4. Go to the next available line and type…

qshape asmith 100 bw 1024k 512k 192.168.10.1 on $client
  • this qshape rule indicates that asmith’s pipe (pipe 100) has been limited to 1mbps download / 512kbps upload.
  • His PC/Router’s IP address is 192.168.10.1
  • His CPE is associated to your AP’s wpci1 interface.


Let’s do another customer. This customer has two static IP addresses. We need to limit both addresses to the same pipe so that they do not go over their allocated bandwidth.

5. Go to the next available line and type…

qshape bsmith 101 bw 2048k 1024k 192.168.10.2 on $client
qshape bsmith 101 192.168.10.3 on $client
  • this qshape rule indicates that Bob Smith’s pipe (pipe 101) has been limited to 2mbps download / 1mbps upload.
  • Both of this customer’s IP addresses share pipe 101’s total bandwidth.

When we combine what we have done so far, your cbq script should look like this…

# Variables 
net = ether1
client = wpci1

# QShape Rules
qshape asmith 100 bw 1024k 512k 192.168.10.1 on $client
qshape bsmith 101 bw 2048k 1024k 192.168.10.2 on $client
qshape bsmith 101 192.168.10.3 on $client


Other variables can be set to make life easier, for example:

lite = “bw 512k 128k”
basic = “bw 1024k 512k”
plus = “bw 1024k 1024k”
premium = “bw 2048k 1024k”


With this variables set, your rules would now read…

# QShape Rules
qshape asmith 100 $basic 192.168.10.1 on $client
qshape bsmith 101 $premium 192.168.10.2 on $client
qshape bsmith 101 192.168.10.3 on $client


Or you could qshape an entire subnet to a specific pipe.
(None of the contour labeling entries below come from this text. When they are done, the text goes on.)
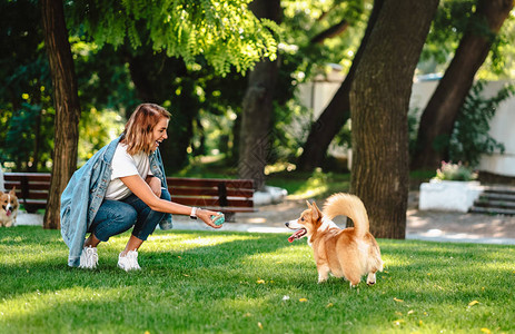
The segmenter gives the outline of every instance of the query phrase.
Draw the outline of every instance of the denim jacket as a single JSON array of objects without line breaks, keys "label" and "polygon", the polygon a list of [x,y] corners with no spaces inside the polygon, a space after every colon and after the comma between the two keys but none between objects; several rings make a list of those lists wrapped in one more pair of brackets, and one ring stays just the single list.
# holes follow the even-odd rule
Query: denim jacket
[{"label": "denim jacket", "polygon": [[[122,136],[112,140],[96,153],[81,168],[73,173],[61,195],[61,235],[70,248],[68,265],[79,266],[80,254],[88,232],[100,205],[106,197],[107,187],[111,179],[111,161],[118,143]],[[150,170],[161,180],[162,187],[168,189],[159,148],[150,156]],[[161,229],[170,229],[171,215],[165,215],[160,223]]]}]

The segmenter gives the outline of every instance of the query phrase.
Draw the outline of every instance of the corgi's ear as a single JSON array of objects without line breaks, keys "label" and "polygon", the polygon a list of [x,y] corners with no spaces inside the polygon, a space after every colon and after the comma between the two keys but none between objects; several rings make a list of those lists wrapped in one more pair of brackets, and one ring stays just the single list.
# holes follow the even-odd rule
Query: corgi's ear
[{"label": "corgi's ear", "polygon": [[313,218],[319,219],[321,217],[321,212],[318,208],[317,204],[314,202],[311,206]]}]

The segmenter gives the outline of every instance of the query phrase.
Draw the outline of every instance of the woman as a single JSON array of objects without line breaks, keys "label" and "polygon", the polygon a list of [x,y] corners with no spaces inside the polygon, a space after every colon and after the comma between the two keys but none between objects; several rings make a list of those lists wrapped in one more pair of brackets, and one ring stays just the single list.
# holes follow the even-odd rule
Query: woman
[{"label": "woman", "polygon": [[170,116],[153,104],[138,106],[123,134],[73,174],[61,195],[60,212],[62,238],[70,248],[69,266],[95,268],[98,244],[133,226],[118,266],[140,269],[139,247],[157,224],[170,228],[170,214],[199,217],[212,228],[221,227],[212,220],[219,213],[170,202],[158,149],[168,138]]}]

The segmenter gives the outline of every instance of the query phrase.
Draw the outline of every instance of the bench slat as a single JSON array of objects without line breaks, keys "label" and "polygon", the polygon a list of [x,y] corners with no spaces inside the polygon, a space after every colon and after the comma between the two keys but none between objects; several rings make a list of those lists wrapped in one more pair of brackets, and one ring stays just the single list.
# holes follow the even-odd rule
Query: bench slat
[{"label": "bench slat", "polygon": [[[186,196],[218,196],[219,190],[217,188],[185,188],[185,187],[171,187],[170,194],[174,195],[186,195]],[[252,198],[254,189],[227,189],[228,197],[245,197]]]},{"label": "bench slat", "polygon": [[254,183],[249,179],[217,179],[217,178],[177,178],[167,177],[168,187],[217,187],[225,184],[227,188],[254,189]]},{"label": "bench slat", "polygon": [[[189,206],[221,206],[218,197],[180,197],[171,195],[171,202]],[[227,198],[227,207],[252,207],[252,200]]]}]

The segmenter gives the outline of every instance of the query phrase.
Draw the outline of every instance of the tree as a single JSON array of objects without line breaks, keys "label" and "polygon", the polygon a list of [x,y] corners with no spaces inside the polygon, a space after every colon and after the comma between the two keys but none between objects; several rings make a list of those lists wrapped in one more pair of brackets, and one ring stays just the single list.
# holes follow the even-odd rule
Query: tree
[{"label": "tree", "polygon": [[[70,21],[102,47],[119,47],[126,39],[137,49],[148,40],[155,51],[182,58],[186,63],[204,57],[218,73],[251,69],[261,58],[275,59],[278,27],[258,20],[250,0],[73,1]],[[271,29],[271,30],[270,30]]]},{"label": "tree", "polygon": [[385,1],[350,88],[351,191],[367,207],[376,237],[405,237],[407,112],[413,75],[437,4]]},{"label": "tree", "polygon": [[60,195],[77,167],[80,105],[62,1],[42,0],[41,12],[56,108],[52,177],[43,227],[60,228]]},{"label": "tree", "polygon": [[350,116],[349,92],[353,84],[356,68],[362,58],[365,46],[367,45],[372,29],[377,20],[383,0],[374,1],[374,8],[368,19],[367,29],[362,39],[358,51],[353,60],[353,65],[345,77],[344,82],[338,88],[329,105],[321,112],[318,119],[313,124],[308,138],[304,144],[304,150],[298,159],[298,169],[311,171],[323,165],[326,157],[327,148],[330,141]]},{"label": "tree", "polygon": [[[271,3],[270,3],[271,2]],[[280,0],[256,0],[250,3],[258,18],[279,23]],[[241,115],[239,176],[254,179],[254,187],[265,186],[265,166],[270,154],[273,98],[278,75],[278,61],[263,59],[249,75]]]},{"label": "tree", "polygon": [[[155,50],[166,49],[168,56],[180,56],[187,63],[195,63],[196,57],[204,55],[224,75],[230,66],[245,71],[261,57],[276,57],[277,43],[269,29],[277,27],[259,21],[247,10],[247,2],[77,1],[71,3],[76,9],[72,22],[100,46],[119,46],[127,37],[132,47],[139,47],[139,28],[147,29]],[[43,0],[42,20],[56,105],[53,169],[44,226],[58,228],[59,197],[77,165],[80,107],[62,2]]]},{"label": "tree", "polygon": [[412,168],[433,169],[447,158],[459,108],[513,6],[513,0],[478,0],[456,53],[422,115]]}]

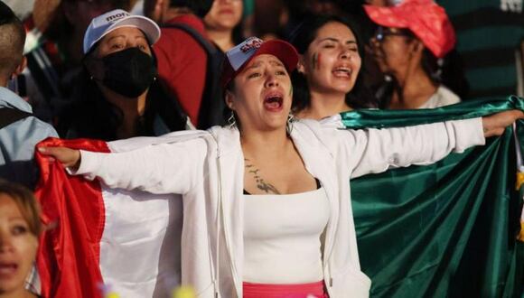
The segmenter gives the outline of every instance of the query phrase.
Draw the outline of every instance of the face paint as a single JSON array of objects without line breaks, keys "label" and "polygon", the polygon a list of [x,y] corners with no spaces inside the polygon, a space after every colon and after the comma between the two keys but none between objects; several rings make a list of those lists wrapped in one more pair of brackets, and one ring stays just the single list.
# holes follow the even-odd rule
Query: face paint
[{"label": "face paint", "polygon": [[317,69],[317,65],[318,65],[318,53],[313,53],[313,69],[316,70]]}]

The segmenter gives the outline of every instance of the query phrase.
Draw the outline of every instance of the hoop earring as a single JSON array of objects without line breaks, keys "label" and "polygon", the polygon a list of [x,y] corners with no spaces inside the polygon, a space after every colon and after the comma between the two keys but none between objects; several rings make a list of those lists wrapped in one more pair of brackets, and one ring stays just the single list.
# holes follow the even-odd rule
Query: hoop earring
[{"label": "hoop earring", "polygon": [[237,126],[237,118],[235,118],[235,112],[231,111],[231,116],[228,118],[228,124],[229,125],[229,128],[233,128]]},{"label": "hoop earring", "polygon": [[291,132],[293,131],[293,123],[295,122],[295,116],[293,116],[293,114],[289,114],[287,115],[287,122],[285,123],[285,133],[287,133],[287,135],[291,135]]}]

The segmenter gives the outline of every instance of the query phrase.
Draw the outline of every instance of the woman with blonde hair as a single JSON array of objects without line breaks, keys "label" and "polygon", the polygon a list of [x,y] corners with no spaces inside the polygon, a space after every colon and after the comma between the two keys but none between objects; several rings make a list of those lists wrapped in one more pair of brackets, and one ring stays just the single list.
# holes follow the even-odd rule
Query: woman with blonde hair
[{"label": "woman with blonde hair", "polygon": [[279,40],[249,38],[229,51],[229,126],[118,154],[39,150],[112,188],[182,194],[182,283],[199,297],[368,297],[350,178],[483,144],[523,114],[358,131],[292,122],[297,61]]},{"label": "woman with blonde hair", "polygon": [[26,289],[42,231],[40,208],[22,185],[0,180],[0,296],[36,297]]}]

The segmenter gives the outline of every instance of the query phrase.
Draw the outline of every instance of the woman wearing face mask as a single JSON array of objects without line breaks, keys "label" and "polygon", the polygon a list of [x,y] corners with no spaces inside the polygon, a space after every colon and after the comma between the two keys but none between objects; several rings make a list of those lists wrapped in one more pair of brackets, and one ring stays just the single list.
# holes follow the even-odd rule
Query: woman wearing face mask
[{"label": "woman wearing face mask", "polygon": [[155,79],[151,46],[159,37],[153,21],[123,10],[94,18],[84,36],[77,102],[61,117],[61,135],[111,141],[184,129],[181,109]]},{"label": "woman wearing face mask", "polygon": [[300,118],[322,119],[354,108],[377,107],[362,84],[360,42],[351,23],[339,16],[306,18],[291,43],[301,54],[292,75],[293,112]]},{"label": "woman wearing face mask", "polygon": [[522,116],[367,131],[290,123],[295,50],[250,38],[226,57],[229,126],[118,154],[39,148],[109,187],[182,194],[182,280],[200,297],[368,297],[350,178],[435,162]]},{"label": "woman wearing face mask", "polygon": [[42,227],[34,196],[0,180],[0,297],[37,297],[25,289]]},{"label": "woman wearing face mask", "polygon": [[204,17],[208,36],[222,51],[242,42],[242,0],[215,0]]},{"label": "woman wearing face mask", "polygon": [[460,102],[448,88],[464,93],[467,83],[462,70],[453,65],[454,53],[446,56],[455,34],[443,7],[432,0],[408,0],[398,6],[364,8],[379,25],[370,45],[385,74],[386,83],[377,90],[381,107],[434,108]]}]

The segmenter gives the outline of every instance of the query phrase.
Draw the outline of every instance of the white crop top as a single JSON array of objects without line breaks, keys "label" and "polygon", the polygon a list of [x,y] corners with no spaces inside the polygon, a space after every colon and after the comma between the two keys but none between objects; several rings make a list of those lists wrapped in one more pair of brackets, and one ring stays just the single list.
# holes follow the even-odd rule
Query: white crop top
[{"label": "white crop top", "polygon": [[305,284],[323,279],[321,234],[330,205],[323,188],[245,195],[244,281]]}]

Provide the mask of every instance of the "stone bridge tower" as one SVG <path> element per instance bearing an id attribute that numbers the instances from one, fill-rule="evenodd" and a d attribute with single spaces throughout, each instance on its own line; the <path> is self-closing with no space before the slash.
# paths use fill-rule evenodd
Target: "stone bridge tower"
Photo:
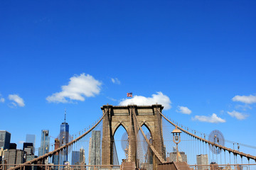
<path id="1" fill-rule="evenodd" d="M 113 141 L 114 135 L 120 125 L 126 130 L 129 137 L 132 140 L 132 162 L 137 160 L 136 135 L 138 129 L 134 128 L 134 122 L 131 120 L 131 112 L 135 113 L 140 126 L 145 125 L 149 130 L 152 137 L 152 145 L 160 155 L 165 159 L 164 149 L 162 119 L 156 109 L 161 112 L 164 107 L 161 105 L 113 106 L 105 105 L 101 107 L 103 114 L 107 113 L 103 118 L 102 142 L 102 164 L 113 164 Z M 130 125 L 132 123 L 132 125 Z M 130 129 L 131 128 L 131 129 Z M 153 156 L 154 169 L 156 169 L 157 158 Z"/>

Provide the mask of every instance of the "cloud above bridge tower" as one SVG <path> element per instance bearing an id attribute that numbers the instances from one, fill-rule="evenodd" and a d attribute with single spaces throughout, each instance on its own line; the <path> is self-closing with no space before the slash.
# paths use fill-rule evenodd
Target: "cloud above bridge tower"
<path id="1" fill-rule="evenodd" d="M 20 107 L 25 106 L 24 100 L 18 94 L 9 94 L 8 96 L 8 99 L 13 101 L 11 102 L 11 104 L 14 106 L 16 106 L 17 105 Z"/>
<path id="2" fill-rule="evenodd" d="M 93 97 L 100 94 L 102 83 L 92 76 L 74 75 L 70 78 L 68 85 L 61 86 L 61 91 L 53 94 L 46 98 L 48 102 L 68 103 L 73 101 L 83 101 L 85 97 Z"/>
<path id="3" fill-rule="evenodd" d="M 217 116 L 215 113 L 213 113 L 210 116 L 206 115 L 196 115 L 192 118 L 193 120 L 198 120 L 200 122 L 206 122 L 211 123 L 225 123 L 225 119 L 222 119 Z"/>
<path id="4" fill-rule="evenodd" d="M 191 110 L 188 108 L 188 107 L 180 106 L 178 106 L 178 109 L 176 110 L 176 112 L 186 115 L 190 115 L 192 113 Z"/>
<path id="5" fill-rule="evenodd" d="M 138 106 L 149 106 L 158 103 L 164 106 L 164 110 L 168 110 L 171 108 L 170 98 L 161 91 L 156 92 L 156 94 L 152 94 L 151 97 L 135 95 L 132 98 L 123 98 L 119 105 L 127 106 L 132 103 Z"/>
<path id="6" fill-rule="evenodd" d="M 252 104 L 256 103 L 256 96 L 235 96 L 232 98 L 233 101 L 240 101 L 246 104 Z"/>

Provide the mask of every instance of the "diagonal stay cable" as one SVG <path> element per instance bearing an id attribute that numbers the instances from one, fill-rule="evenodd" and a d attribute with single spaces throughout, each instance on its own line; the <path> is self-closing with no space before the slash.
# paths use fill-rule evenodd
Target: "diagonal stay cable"
<path id="1" fill-rule="evenodd" d="M 175 125 L 174 123 L 172 123 L 171 121 L 170 121 L 166 117 L 165 117 L 165 116 L 161 113 L 161 111 L 160 111 L 159 109 L 157 109 L 157 110 L 158 110 L 158 112 L 164 117 L 164 118 L 165 118 L 165 120 L 166 120 L 169 123 L 171 123 L 171 125 L 173 125 L 174 126 L 176 125 Z M 252 156 L 252 155 L 250 155 L 250 154 L 245 154 L 245 153 L 243 153 L 243 152 L 237 151 L 237 150 L 235 150 L 235 149 L 230 149 L 230 148 L 228 148 L 228 147 L 224 147 L 224 146 L 223 146 L 223 145 L 215 144 L 215 143 L 212 142 L 210 142 L 210 141 L 209 141 L 209 140 L 206 140 L 206 139 L 203 139 L 203 138 L 202 138 L 202 137 L 198 137 L 198 136 L 197 136 L 197 135 L 194 135 L 194 134 L 193 134 L 193 133 L 191 133 L 191 132 L 186 131 L 186 130 L 181 128 L 181 127 L 178 126 L 178 125 L 177 125 L 177 128 L 178 128 L 178 129 L 180 129 L 181 131 L 183 131 L 183 132 L 185 132 L 185 133 L 186 133 L 186 134 L 188 134 L 188 135 L 191 135 L 191 136 L 193 136 L 193 137 L 197 138 L 198 140 L 201 140 L 201 141 L 203 141 L 203 142 L 207 142 L 207 143 L 208 143 L 208 144 L 212 144 L 213 146 L 219 147 L 219 148 L 220 148 L 220 149 L 222 149 L 227 150 L 227 151 L 228 151 L 229 152 L 233 153 L 234 154 L 239 154 L 239 155 L 241 156 L 241 157 L 247 157 L 248 159 L 254 159 L 254 160 L 256 162 L 256 157 L 255 157 L 255 156 Z"/>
qshape csmith 102 $plus 10.128.0.0/24 on $client


Or you could add an entire range of clients to individual pipes:

 qshape 110:150 $basic 192.168.10.10 on $client
  • This would create 40 rules starting at 192.168.10.10 and ending at 192.168.10.50.


Our new script looks like this…

# Variables 
net = ether1
client = wpci1

lite = “bw 512k 128k”
basic = “bw 1024k 512k” 
plus = “bw 1024k 1024k”
premium = “bw 2048k 1024k”

# QShape Rules 
qshape asmith 100 $basic 192.168.10.1 on $client
qshape bsmith 101 $premium 192.168.10.2 on $client
qshape bsmith 101 192.168.10.3 on $client
qshape csmith 102 $plus 10.128.0.0/24 on $client
qshape 110:150 $basic 192.168.10.10 on $client


Hopefully this will make qshaping a little more clear and give you a head-start with more advanced shaping scripts.